Puis la politique elle-même poussée dans cet arrangement de bienvenue. À la demande des États-Unis, Canada a arrêté exécutif Huawei Meng Wanzhou et la Chine a cessé d'acheter du canola du Canada. Depuis ce moment, les prix ont plongé, et les stocks de canola canadiens s'empilent.

Pendant ce temps, nous vendons plus de blé à la Chine. « La part du Canada du total des importations chinoises de blé a monté en flèche au-dessus 60 pour cent,», Selon une nouvelle rapport depuis les États-Unis. Ministère de l'Agriculture. Mais comparer à la perte de plus 4mmt de canola et l'ambiance festive amenuise.

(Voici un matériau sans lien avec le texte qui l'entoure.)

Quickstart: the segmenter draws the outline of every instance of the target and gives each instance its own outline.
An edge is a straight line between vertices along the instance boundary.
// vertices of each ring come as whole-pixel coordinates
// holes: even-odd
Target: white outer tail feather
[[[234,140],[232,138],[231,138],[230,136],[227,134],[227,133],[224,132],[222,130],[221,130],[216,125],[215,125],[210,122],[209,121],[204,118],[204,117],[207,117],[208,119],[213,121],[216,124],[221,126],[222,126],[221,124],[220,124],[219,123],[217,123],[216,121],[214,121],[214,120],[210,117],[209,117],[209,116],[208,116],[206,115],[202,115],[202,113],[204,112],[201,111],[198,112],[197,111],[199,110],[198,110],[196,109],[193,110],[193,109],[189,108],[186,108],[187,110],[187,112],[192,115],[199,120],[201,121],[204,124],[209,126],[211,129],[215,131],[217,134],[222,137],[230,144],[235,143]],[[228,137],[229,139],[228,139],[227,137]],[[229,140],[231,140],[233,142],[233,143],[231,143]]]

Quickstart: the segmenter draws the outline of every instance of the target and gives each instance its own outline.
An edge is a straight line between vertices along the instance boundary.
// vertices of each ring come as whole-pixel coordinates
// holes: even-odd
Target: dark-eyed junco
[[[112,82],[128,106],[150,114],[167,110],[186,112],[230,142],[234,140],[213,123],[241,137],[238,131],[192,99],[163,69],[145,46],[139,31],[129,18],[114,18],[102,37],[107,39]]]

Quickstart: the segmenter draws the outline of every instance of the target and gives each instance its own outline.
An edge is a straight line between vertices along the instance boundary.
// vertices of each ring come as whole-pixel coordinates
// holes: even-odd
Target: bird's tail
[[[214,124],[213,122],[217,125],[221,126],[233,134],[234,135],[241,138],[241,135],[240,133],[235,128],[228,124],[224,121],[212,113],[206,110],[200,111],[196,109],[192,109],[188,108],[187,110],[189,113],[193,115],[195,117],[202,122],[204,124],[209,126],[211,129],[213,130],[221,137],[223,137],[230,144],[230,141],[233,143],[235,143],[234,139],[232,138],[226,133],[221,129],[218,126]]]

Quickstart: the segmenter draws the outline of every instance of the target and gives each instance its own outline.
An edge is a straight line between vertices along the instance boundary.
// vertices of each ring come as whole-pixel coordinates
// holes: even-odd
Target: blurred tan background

Cette année peut être bon pour le blé et mauvais pour le canola. L'année prochaine, il pourrait être l'inverse. Cela ne veut pas dire que, parfois, nous gagnons et nous perdons parfois. Cela signifie que nous perdons toujours parce que le protectionnisme et le jeu ne nous permettra de tirer le meilleur parti de notre potentiel total. Quand la politique devient entre les producteurs et consommateurs, les agriculteurs subissent des revers économiques et les gens ordinaires paient des prix plus élevés pour leur nourriture.

Les Américains surveillent de près tout cela parce que leurs propres exportations de blé vers la Chine ont chuté, suivant les tarifs de Beijing a giflé sur un large éventail de U.S. produits agricoles.

Je ne vais pas peser sur les activités de Wanzhou ou poursuivre au sujet de qui est à blâmer dans le naissain du commerce entre les États-Unis et la Chine.

Le problème ici est que ces tendances sont plus sur la politique que l'agriculture. En tant qu'agriculteur ici en Saskatchewan comment puis-je naviguer dans ce? Il se sent comme les marionnettistes à Beijing, Ottawa, et Washington déterminer mon destin. Et si ce ne sont pas eux, ce sont les manipulateurs du marché à Bruxelles, New Delhi et Rome qui jouent leurs propres jeux avec le commerce mondial des produits alimentaires.

La douleur d'un autre pays ne nous appartient pas de gain, au moins au-delà du court terme. Il ne fait que compliquer les méfaits de la guerre commerciale. Les agriculteurs sont pris entre le marteau et l'enclume - accords commerciaux inappliquées et politicaillerie. La plupart des agriculteurs estiment que leur voix ne soit pas entendue par ceux qui peuvent trouver des solutions.

Je suis reconnaissant que le gouvernement canadien a Enfin a lancé une action de l'OMC contre la Chine pour bloquer nos exportations de canola. Il est un bon début, même si je crains que cette action seule ne sera pas suffisante pour la Chine de changer ses méthodes protectionnistes. Je sincère gratitude quand il vient d'être un agriculteur et d'élever mes enfants dans les portes de l'agriculture, mais pas Nouvelles Radio-Canada .... Je ne postera des cartes de remerciement à la Chine.